Bryce, an 80-year-old human in poor health, is transported to Xanth and magically restored to his fit 21-year-old self. He has been drawn to Xanth to participate in a quest to win the hand of young Princess Harmony as part of a Demon wager. Bryce has no interest in marrying but a love spell has been cast on him to compel his participation. To aid him, Bryce has been given the gift of second sight (foresight of an event a few seconds into the future) and a magic tablet. Items drawn on the tablet are able to take three-dimensional shape.

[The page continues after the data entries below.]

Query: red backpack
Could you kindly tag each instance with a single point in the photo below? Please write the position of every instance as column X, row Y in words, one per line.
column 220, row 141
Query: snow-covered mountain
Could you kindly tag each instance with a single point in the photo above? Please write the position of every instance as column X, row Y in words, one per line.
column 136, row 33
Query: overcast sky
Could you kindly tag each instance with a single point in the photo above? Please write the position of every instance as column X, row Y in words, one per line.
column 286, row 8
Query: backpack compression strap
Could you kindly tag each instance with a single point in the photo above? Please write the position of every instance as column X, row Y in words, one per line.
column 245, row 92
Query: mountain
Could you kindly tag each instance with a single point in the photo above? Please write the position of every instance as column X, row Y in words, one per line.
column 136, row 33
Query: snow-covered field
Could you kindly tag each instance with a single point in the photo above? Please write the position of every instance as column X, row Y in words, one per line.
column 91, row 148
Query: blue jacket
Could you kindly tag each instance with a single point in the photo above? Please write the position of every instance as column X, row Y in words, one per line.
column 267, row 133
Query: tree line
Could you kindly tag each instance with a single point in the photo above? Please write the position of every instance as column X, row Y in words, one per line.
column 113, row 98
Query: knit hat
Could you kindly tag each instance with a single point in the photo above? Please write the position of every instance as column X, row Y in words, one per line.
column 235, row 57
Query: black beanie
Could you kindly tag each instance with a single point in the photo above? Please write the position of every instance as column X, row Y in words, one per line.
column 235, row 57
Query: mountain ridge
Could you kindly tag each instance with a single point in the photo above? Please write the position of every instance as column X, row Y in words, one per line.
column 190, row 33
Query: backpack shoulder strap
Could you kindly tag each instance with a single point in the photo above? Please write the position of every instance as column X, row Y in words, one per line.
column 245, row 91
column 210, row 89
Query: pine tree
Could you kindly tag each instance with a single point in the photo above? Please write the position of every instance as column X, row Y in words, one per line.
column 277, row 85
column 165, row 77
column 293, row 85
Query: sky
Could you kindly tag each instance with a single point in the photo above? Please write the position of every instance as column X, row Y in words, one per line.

There are five other suitors for the Princess' hand: Lucky, a youth whose talent is good fortune; Arsenal, a combat expert; Piper, who can be either man or monster; D Pose; a demon who seeks to conquer Xanth by marrying the Princess; and Anna Moly ("Anomaly"), whose talent is to cause the unexpected to happen. (Anna is acting on behalf of her brother, Justin.) All six suitors cooperate in a quest to find a suitable gift that will cause the princess to choose them to marry. They are accompanied on their quest by Mindy, a 20-year-old Mundane who attempted suicide before coming to Xanth.

Bryce, despite his rejuvenation, is still mentally an octagenarian. Even though he's had a love spell placed on him, he is determined to resist marriage to someone the same age as his granddaughter. Harmony has no interest in being compelled to marry anyone because of a Demon wager, but especially not a cranky old Mundane.

==Reception==
Kirkus Reviews criticizes the prose and states that the dialogue can sometimes be "clunky and artless".

Library Journal stated "This is sure to please longtime fans and also serves as an introduction to readers who may be new to the beloved series."